O frabjous day, the Brown Thrashers have arrived, nearly ten days earlier than last year! What a joyful surprise on this calm and sunny morning here in upstate New York … a truly welcome sign that spring is blossoming according to plan, and that Old Man Winter has lost his grip and will soon fade away.
At dawn, I arrived at nearby Finger Lakes National Forest. I checked out several locations and heard a number of the usual birds of early spring: song sparrows, cardinals, red-wingeds, grackles, flickers, sapsuckers, and a killdeer or two. My expectations of finding something new were low, but when I got out of my car at Willow Pond (a favorite spot), I immediately heard a familiar and treasured voice … that of a Brown Thrasher, energetically singing its doublet phrases from high in a maple tree.
With considerable pleasure and excitement, I gathered two recordings. One features me briefly chatting about the experience, with the thrasher singing in the background and water gurgling in the ditch next to the road. The other is a closer and cleaner portrait of the singer, with less water sounds. You will hear both recordings above, presented in sequence.
After finishing my recordings, I explored the area and soon found two more singing males … proof that a wave of males have arrived and are busy setting up their territories.

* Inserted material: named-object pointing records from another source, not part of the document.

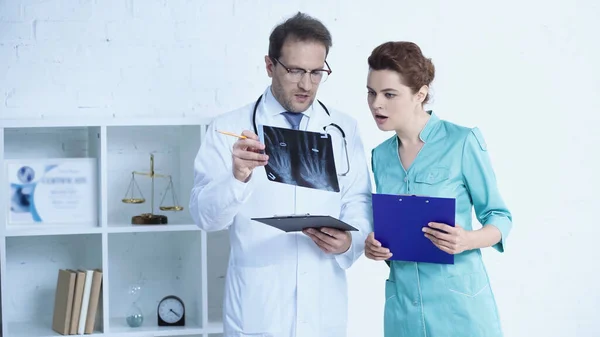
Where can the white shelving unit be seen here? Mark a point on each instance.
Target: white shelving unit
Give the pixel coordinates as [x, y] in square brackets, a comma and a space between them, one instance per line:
[172, 259]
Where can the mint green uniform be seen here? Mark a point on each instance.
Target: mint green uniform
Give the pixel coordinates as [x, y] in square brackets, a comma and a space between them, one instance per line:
[437, 300]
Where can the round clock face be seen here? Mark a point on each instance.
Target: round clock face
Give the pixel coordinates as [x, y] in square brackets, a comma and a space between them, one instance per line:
[170, 310]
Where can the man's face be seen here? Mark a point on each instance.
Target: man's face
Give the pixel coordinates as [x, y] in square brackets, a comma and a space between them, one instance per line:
[308, 55]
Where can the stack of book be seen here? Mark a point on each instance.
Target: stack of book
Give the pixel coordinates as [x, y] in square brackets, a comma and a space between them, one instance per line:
[76, 301]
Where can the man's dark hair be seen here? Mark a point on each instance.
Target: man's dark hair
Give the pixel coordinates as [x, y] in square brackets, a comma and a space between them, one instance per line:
[301, 27]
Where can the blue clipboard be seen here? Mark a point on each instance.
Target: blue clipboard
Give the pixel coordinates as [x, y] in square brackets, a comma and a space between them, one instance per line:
[398, 221]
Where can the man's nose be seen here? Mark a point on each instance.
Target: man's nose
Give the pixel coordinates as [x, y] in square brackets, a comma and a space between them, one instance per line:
[305, 82]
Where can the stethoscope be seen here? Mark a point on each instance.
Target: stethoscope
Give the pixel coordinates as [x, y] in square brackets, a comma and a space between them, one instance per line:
[324, 129]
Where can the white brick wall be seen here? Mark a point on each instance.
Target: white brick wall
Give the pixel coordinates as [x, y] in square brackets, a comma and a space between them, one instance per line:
[505, 66]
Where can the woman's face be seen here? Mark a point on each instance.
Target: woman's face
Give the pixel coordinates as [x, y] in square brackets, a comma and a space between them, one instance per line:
[391, 102]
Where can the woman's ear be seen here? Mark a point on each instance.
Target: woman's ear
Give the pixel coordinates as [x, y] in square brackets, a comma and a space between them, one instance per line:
[422, 94]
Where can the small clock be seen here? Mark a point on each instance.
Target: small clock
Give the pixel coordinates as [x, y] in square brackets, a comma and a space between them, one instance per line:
[171, 311]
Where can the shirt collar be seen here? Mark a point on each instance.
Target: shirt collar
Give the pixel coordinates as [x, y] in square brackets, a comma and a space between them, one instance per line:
[273, 107]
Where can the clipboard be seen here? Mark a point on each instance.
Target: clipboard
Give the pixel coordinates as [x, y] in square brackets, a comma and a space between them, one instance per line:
[398, 221]
[299, 222]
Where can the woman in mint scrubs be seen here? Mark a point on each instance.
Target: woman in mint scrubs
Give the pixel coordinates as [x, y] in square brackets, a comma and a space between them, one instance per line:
[433, 157]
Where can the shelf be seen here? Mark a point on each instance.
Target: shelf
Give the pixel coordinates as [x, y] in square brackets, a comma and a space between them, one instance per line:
[150, 326]
[162, 263]
[170, 259]
[46, 142]
[32, 265]
[26, 147]
[129, 149]
[214, 327]
[34, 328]
[40, 230]
[90, 122]
[127, 228]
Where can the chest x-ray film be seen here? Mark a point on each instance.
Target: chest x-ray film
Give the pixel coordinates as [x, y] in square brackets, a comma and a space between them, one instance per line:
[300, 158]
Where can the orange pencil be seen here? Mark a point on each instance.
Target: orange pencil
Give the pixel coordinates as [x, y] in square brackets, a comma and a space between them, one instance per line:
[232, 134]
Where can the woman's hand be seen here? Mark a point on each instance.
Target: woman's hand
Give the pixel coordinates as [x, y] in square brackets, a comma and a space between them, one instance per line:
[455, 240]
[373, 249]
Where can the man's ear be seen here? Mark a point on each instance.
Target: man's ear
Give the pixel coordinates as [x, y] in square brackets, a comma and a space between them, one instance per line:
[422, 94]
[269, 65]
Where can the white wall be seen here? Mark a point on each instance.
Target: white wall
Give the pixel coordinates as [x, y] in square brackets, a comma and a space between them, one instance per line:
[526, 73]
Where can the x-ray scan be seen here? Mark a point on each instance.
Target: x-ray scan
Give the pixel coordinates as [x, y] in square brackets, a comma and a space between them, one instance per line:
[301, 158]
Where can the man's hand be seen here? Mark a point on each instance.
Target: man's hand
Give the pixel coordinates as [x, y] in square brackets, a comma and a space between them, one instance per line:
[330, 240]
[246, 156]
[374, 250]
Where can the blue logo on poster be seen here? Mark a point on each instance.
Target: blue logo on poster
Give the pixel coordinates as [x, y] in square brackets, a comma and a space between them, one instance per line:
[22, 198]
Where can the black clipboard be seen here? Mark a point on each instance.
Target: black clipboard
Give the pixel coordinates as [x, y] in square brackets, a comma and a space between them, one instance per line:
[299, 222]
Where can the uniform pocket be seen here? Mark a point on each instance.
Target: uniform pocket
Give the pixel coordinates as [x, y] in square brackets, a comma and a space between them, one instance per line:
[468, 285]
[391, 314]
[259, 307]
[433, 175]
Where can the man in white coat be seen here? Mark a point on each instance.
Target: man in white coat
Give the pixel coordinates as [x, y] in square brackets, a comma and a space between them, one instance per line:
[282, 284]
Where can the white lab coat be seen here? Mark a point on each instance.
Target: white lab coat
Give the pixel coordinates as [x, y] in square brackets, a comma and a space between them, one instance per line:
[281, 284]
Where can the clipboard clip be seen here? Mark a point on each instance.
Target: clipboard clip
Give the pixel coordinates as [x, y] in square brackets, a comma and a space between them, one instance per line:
[292, 215]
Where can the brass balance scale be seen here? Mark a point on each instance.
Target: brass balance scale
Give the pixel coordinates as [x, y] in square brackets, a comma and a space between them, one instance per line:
[151, 218]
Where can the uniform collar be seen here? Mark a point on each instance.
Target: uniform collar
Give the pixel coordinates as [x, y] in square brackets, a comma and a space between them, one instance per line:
[273, 107]
[432, 130]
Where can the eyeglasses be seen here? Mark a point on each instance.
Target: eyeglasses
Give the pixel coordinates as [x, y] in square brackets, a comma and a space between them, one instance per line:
[296, 74]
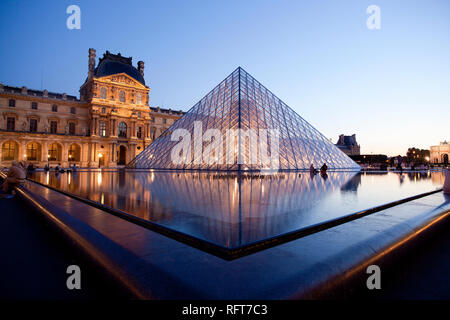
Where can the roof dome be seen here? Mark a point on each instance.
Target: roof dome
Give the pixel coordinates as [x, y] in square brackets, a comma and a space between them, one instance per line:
[114, 64]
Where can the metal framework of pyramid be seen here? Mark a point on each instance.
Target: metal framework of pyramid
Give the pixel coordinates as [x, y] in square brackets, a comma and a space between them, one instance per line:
[241, 102]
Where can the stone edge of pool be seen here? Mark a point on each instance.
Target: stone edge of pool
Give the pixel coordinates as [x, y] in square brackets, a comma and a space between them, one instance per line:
[153, 266]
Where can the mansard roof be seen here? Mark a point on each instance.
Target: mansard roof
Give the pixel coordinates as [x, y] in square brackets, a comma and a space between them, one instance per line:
[114, 64]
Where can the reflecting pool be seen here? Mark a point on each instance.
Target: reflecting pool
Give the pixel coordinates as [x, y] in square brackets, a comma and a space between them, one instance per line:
[232, 211]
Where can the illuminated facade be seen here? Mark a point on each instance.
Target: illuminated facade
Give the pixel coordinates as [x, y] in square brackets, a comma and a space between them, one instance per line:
[107, 126]
[440, 153]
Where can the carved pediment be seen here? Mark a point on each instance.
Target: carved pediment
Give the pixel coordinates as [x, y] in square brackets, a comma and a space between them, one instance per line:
[122, 78]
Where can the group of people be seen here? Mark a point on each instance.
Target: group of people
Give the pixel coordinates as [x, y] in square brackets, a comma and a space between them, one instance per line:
[59, 169]
[16, 177]
[17, 174]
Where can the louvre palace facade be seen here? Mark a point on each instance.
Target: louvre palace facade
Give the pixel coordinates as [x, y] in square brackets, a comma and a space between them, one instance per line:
[107, 126]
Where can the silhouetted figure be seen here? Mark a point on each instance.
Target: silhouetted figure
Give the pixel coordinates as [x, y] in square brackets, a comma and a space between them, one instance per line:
[15, 177]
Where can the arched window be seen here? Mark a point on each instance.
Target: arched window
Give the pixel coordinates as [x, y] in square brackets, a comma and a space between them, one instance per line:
[32, 151]
[74, 152]
[121, 96]
[54, 152]
[103, 93]
[9, 150]
[123, 130]
[102, 129]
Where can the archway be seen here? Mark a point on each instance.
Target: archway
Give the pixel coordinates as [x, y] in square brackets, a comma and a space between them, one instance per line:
[54, 152]
[74, 152]
[122, 155]
[10, 151]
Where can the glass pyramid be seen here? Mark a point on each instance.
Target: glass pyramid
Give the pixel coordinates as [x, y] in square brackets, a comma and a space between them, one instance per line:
[237, 104]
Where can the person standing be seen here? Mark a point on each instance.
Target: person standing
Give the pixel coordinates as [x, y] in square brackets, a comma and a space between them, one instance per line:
[16, 177]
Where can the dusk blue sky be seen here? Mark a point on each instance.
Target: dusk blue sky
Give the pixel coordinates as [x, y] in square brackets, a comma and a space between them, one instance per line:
[391, 87]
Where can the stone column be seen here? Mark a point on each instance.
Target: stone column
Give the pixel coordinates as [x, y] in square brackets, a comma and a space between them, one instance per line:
[93, 155]
[65, 155]
[44, 153]
[133, 129]
[85, 155]
[112, 158]
[22, 150]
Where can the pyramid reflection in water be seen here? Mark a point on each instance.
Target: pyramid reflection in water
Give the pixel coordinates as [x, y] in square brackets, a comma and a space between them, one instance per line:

How delighted I am. My next project will be to capture them singing in super high-definition video. I sure hope I can find a friendly singer who will allow me to get close enough for good results!
You may ask: “How does one recognize the song of the Brown Thrasher?” Well, the giveaway is that he “tends” to repeat each of his highly variable song phrases twice in a row before moving on to the next. In contrast, his cousin, the similar-sounding Northern Mockingbird, generally repeats phrases three or more times before moving on.
The thrasher’s notes are loud and musical, and you can hear a male singing from hundreds of feet away. Of considerable interest to biologists is that each male has a repertoire of over a thousand different song phrases, an enormous pool of sound to draw from as he sings.
Let us celebrate the Brown Thrasher, the bird that chants in doublets and who always has something new to say!
NOTE: As I listen to this thrasher, I notice that many of his phrases are not repeated twice. But many others are. Be aware that the “doublet” repetition is not a 100% thing. Nonetheless, and in spite of this singer drifting from the doublet pattern, his song is still easily recognized as that of a Brown Thrasher … why it’s just clear as a bell, and there’s no two ways about it, I would even venture to say!
p.s. the tapping sounds are from a Downy Woodpecker, looking for food on nearby limbs.